States of Deseret is now available

Cover of States of Deseret featuring a Casey Jex Smith pen and ink illustration of a Mormon temple with the San Francisco Bay and Golden Gate bridge in the backgroundPeculiar Pages in collaboration with A Motley Vision is pleased to announce the release of States of Deseret. With a foreword by Theric Jepson, cover illustration by Casey Jex Smith and 8 pieces of short and short short fiction, States of Deseret is, as far as I can tell, the first anthology devoted solely to Mormon alternate history.

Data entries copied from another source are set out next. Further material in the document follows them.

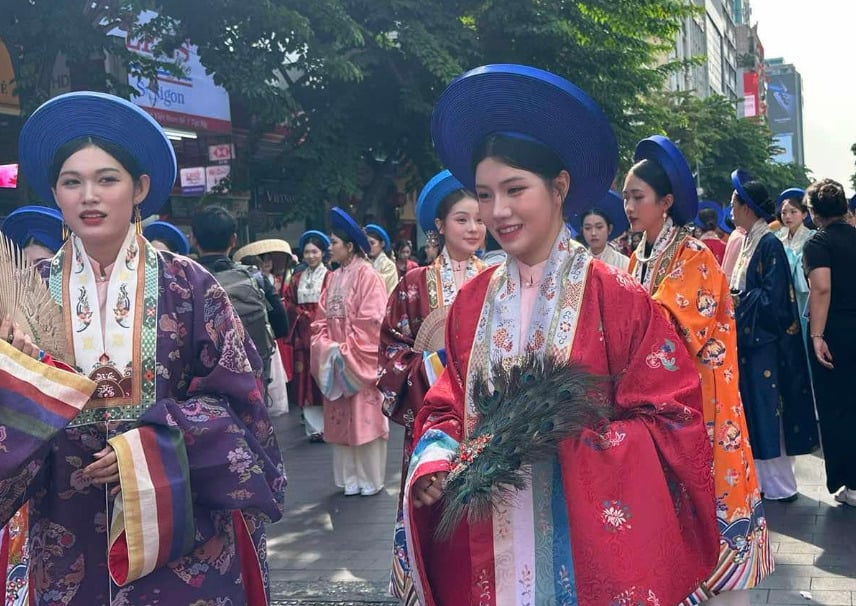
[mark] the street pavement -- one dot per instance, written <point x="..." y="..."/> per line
<point x="331" y="549"/>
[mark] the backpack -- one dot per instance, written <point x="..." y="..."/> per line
<point x="249" y="301"/>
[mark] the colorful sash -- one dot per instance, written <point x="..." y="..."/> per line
<point x="152" y="521"/>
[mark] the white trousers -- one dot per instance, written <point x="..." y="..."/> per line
<point x="777" y="477"/>
<point x="360" y="469"/>
<point x="313" y="420"/>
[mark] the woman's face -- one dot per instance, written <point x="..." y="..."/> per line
<point x="522" y="212"/>
<point x="792" y="216"/>
<point x="267" y="264"/>
<point x="97" y="195"/>
<point x="36" y="252"/>
<point x="312" y="255"/>
<point x="596" y="232"/>
<point x="339" y="251"/>
<point x="376" y="246"/>
<point x="462" y="228"/>
<point x="644" y="209"/>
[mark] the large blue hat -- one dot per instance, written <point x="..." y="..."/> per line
<point x="435" y="191"/>
<point x="738" y="178"/>
<point x="710" y="205"/>
<point x="339" y="219"/>
<point x="529" y="103"/>
<point x="374" y="228"/>
<point x="612" y="206"/>
<point x="169" y="234"/>
<point x="661" y="150"/>
<point x="98" y="115"/>
<point x="325" y="241"/>
<point x="39" y="222"/>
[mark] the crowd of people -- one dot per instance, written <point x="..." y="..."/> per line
<point x="713" y="342"/>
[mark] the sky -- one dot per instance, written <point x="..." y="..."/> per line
<point x="816" y="36"/>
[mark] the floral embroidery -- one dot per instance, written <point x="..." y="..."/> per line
<point x="706" y="303"/>
<point x="84" y="311"/>
<point x="663" y="356"/>
<point x="616" y="516"/>
<point x="713" y="353"/>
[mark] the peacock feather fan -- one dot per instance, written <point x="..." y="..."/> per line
<point x="525" y="411"/>
<point x="26" y="298"/>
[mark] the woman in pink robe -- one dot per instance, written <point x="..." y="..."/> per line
<point x="345" y="337"/>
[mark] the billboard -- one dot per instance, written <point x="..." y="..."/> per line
<point x="784" y="113"/>
<point x="193" y="102"/>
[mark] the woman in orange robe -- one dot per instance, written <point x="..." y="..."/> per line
<point x="684" y="277"/>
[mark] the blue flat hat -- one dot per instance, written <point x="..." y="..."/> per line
<point x="339" y="219"/>
<point x="39" y="222"/>
<point x="169" y="234"/>
<point x="325" y="241"/>
<point x="613" y="206"/>
<point x="377" y="229"/>
<point x="661" y="150"/>
<point x="98" y="115"/>
<point x="709" y="205"/>
<point x="435" y="191"/>
<point x="529" y="103"/>
<point x="738" y="178"/>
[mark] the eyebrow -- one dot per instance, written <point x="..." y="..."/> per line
<point x="100" y="171"/>
<point x="506" y="181"/>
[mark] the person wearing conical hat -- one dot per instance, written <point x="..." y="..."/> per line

It was a ton of fun to edit. My thanks to the eight contributors who authored such interesting and varied stories and who put up with my editing notes. This is a short anthology–it’s about 26,000 total words of fiction. It’s lean and mean and packs a punch. But that means that we’ve by no means exhausted this particular patch of the garden. I hope that it’ll inspire other Mormon authors to tackle the genre of alternate history.

Here’s the blurb:

What if the territory of Deseret had never joined the Union and instead became its own nation? What if Leo Tolstoy or Nikola Tesla had converted to the LDS Church? What if Brigham Young had gone all the way to California instead of stopping in Utah? The genre of alternate history invites us to imagine how the past (and thus our present and future) would be different if different choices had been made. These eight stories provide glimpses at alternate historical trajectories for Mormons and Mormonism—of other states of Deseret.

States of Deseret is available in several different ebook formats worldwide for $2.99* from: Amazon/Kindle | B&N/Nook | Kobo | iBooks

We don’t plan on offering a print version at this time, but if things change, I’ll be sure to let you know.

*or local currency equivalent

6 thoughts on “States of Deseret is now available”

  1. Thanks, Lee. One shouldn’t respond to reviews, but I will say that I’m gratified that Grabriel got what we’re doing with this anthology.

    And that reminds me: if any readers would be willing to review it on GoodReads and/or Amazon.com, that would be lovely.

  2. I don’t know. It’s a lot of time and money for not much monetary return (not that that’s a primary consideration but I can only invest so much out of my own resources).

    Several people have suggested a Kickstarter, but the problem with Kickstarters is that you have to provide a lot of return in order to get pledges, which means they tend not to be as useful as they seem. Although I suppose if we kept the levels lean, it’d be a good way to judge the market because pledges are essentially pre-orders.

    Another route might be: if the AML is able to successfully revive its literary journal and is open to the idea, I’d love to edit a Mormon alternate history-themed issue.